We shared our stories and cried for and with each other.  The facilitator had us close our eyes and do some relaxation imagery.  When she said "now imagine that you are coming to a place of acceptance,"  all the relaxing imagery went out the window, and in my mind's eye I was fighting to free myself from an impossible box.  I was kicking and clawing to get out, but I was surrounded on all sides and shrouded in darkness.  I feel red.  I feel powerless.  I feel trapped.  I feel unseen.  I feel... angry.

I was totally surprised.  I didn't think that I had been angry at all.  Sad.  Broken.  Depressed.  Crushed.  Not angry.  But here it was. Anger.  Surfacing in this class that I almost didn't attend.  We were instructed to use art materials to illustrate what we felt in that place of peace and acceptance.  Lucky for me magazines were on the table.  Soon I was ripping out rocks and dinosaur teeth from a National Geographic and pasting them in a circular wall on a red page.  They formed a craggy enclosure of sharp slate and jagged teeth.  Weeping and gnashing of teeth.  Inside was a girl covered over from head to toe in a black burka.  She is unseen. Words were scattered across the rocks... 'powerless,' 'imagine the sound of the sickening crunch,' 'a generation lost...'  Outside the rocky prison  were the upside down words- 'back to life.'  Everything seems so upside down. 

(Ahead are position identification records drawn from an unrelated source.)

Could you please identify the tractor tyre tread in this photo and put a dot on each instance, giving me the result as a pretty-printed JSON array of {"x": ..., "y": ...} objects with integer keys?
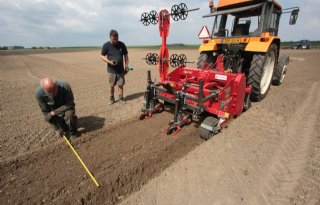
[{"x": 256, "y": 71}]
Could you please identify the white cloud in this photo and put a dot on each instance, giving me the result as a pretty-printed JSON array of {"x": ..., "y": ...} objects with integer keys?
[{"x": 81, "y": 23}]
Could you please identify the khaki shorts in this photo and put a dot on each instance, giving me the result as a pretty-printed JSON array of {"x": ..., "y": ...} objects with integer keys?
[{"x": 116, "y": 78}]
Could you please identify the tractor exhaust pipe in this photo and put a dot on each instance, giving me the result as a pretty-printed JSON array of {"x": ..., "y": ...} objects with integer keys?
[{"x": 200, "y": 93}]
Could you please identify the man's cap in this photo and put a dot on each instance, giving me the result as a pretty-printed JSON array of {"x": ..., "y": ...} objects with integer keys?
[{"x": 114, "y": 33}]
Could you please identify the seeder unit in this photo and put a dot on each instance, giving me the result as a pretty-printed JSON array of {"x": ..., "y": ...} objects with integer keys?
[{"x": 212, "y": 91}]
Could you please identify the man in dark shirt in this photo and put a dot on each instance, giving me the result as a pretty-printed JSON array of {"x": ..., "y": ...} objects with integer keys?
[
  {"x": 56, "y": 101},
  {"x": 114, "y": 52}
]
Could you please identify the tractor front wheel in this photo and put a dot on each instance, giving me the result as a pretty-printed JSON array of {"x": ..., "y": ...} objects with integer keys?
[
  {"x": 205, "y": 59},
  {"x": 261, "y": 72}
]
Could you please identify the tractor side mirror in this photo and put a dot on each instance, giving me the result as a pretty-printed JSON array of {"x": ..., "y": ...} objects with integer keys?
[{"x": 294, "y": 17}]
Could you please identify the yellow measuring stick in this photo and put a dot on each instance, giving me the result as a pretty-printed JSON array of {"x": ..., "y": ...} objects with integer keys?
[{"x": 85, "y": 167}]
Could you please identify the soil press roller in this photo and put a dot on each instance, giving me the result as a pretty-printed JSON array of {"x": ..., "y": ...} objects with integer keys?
[{"x": 238, "y": 62}]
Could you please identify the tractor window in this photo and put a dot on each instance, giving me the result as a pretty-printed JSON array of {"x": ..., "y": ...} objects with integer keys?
[
  {"x": 229, "y": 25},
  {"x": 274, "y": 24}
]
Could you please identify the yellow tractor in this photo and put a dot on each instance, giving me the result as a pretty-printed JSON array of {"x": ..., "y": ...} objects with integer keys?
[{"x": 245, "y": 38}]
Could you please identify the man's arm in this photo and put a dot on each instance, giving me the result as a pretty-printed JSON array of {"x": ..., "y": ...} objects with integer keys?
[
  {"x": 105, "y": 59},
  {"x": 126, "y": 61},
  {"x": 43, "y": 105},
  {"x": 103, "y": 55}
]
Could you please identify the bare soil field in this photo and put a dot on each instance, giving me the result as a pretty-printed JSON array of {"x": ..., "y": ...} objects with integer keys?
[{"x": 268, "y": 155}]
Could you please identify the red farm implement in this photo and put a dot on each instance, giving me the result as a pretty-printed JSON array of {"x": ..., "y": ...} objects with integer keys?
[{"x": 212, "y": 90}]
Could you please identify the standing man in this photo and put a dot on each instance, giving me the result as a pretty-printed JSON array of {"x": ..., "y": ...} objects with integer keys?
[
  {"x": 114, "y": 52},
  {"x": 56, "y": 102}
]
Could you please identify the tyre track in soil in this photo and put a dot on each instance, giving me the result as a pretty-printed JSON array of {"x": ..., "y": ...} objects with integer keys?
[
  {"x": 288, "y": 166},
  {"x": 118, "y": 159}
]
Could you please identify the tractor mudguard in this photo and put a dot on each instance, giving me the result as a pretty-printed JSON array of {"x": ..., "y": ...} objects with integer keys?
[
  {"x": 210, "y": 45},
  {"x": 260, "y": 44}
]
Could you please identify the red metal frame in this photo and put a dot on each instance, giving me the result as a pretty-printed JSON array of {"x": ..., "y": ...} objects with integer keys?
[{"x": 209, "y": 89}]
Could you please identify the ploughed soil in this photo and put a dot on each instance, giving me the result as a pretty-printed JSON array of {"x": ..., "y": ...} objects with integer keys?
[{"x": 268, "y": 155}]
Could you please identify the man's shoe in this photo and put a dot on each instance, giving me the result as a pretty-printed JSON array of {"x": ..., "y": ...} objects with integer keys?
[
  {"x": 73, "y": 137},
  {"x": 111, "y": 101},
  {"x": 122, "y": 100},
  {"x": 58, "y": 133}
]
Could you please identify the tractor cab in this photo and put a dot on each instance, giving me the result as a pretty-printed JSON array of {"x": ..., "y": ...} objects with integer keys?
[
  {"x": 237, "y": 18},
  {"x": 244, "y": 39}
]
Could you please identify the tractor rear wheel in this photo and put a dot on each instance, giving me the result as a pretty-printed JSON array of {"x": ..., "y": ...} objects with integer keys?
[
  {"x": 207, "y": 124},
  {"x": 281, "y": 70},
  {"x": 261, "y": 72},
  {"x": 205, "y": 59}
]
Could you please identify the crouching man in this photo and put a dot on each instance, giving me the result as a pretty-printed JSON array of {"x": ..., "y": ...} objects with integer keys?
[{"x": 56, "y": 102}]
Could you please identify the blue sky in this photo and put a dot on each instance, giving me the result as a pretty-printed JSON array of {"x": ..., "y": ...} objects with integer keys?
[{"x": 87, "y": 23}]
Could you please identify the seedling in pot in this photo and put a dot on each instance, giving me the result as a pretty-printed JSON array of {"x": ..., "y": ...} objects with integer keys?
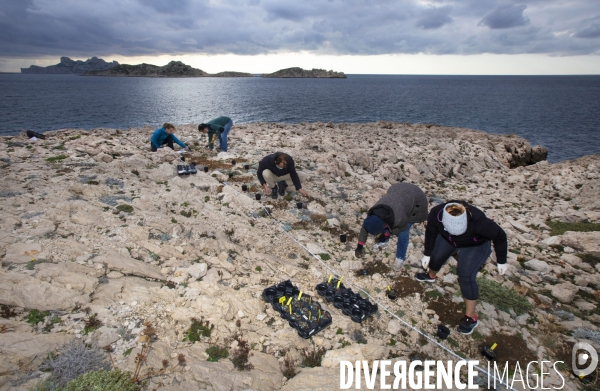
[
  {"x": 391, "y": 293},
  {"x": 443, "y": 331},
  {"x": 489, "y": 353}
]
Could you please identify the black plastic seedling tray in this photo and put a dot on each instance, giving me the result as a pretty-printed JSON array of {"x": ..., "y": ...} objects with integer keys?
[
  {"x": 351, "y": 304},
  {"x": 301, "y": 312}
]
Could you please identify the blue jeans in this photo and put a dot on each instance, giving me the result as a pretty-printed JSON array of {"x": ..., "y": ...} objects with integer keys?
[
  {"x": 403, "y": 242},
  {"x": 223, "y": 135},
  {"x": 470, "y": 260}
]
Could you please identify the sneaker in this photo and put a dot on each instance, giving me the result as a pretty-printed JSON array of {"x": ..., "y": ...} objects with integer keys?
[
  {"x": 424, "y": 277},
  {"x": 398, "y": 263},
  {"x": 467, "y": 325},
  {"x": 281, "y": 185}
]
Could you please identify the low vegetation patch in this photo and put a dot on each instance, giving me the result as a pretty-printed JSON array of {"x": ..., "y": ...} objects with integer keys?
[
  {"x": 559, "y": 227},
  {"x": 216, "y": 352},
  {"x": 502, "y": 297},
  {"x": 199, "y": 328},
  {"x": 56, "y": 158}
]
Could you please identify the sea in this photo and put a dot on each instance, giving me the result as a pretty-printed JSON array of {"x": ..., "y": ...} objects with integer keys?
[{"x": 561, "y": 113}]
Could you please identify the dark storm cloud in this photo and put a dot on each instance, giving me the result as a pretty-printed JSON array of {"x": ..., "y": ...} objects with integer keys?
[
  {"x": 84, "y": 28},
  {"x": 592, "y": 30},
  {"x": 505, "y": 16},
  {"x": 434, "y": 18}
]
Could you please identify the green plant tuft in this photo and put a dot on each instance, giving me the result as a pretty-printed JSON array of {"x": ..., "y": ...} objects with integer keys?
[
  {"x": 34, "y": 317},
  {"x": 125, "y": 208},
  {"x": 102, "y": 381},
  {"x": 198, "y": 328},
  {"x": 502, "y": 297},
  {"x": 56, "y": 158},
  {"x": 559, "y": 227},
  {"x": 216, "y": 352}
]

They say it is one of the stages of grief.  Anger.  I thought I just missed that stage.  I guess not.  They also say acceptance is the final stage.  Clearly I am not there yet.  I still have moments when I am utterly shocked that she is gone.  I caught myself saying a phrase to Abby just like Kiah would have said it.  "I fink she is gonna roll over!" And I could picture her sitting on the blanket with her sisters and cheering them on as they learn to roll.  Giggly and sweet.   She would have loved it.  Her absence slaps me across the cheeks and they become wet.  Laying in bed last night I think of her little face, and I catch my breath.  She is gone!  She can't be.  Things like this don't happen to me!  My baby is fine... When will I stop being shocked?  My husband says I have to stop imagining life with her.  What could have been.  What would have been.  What should have been!  I don't think I can.  I am not ready to let her go.  After all, I never even really got to say goodbye.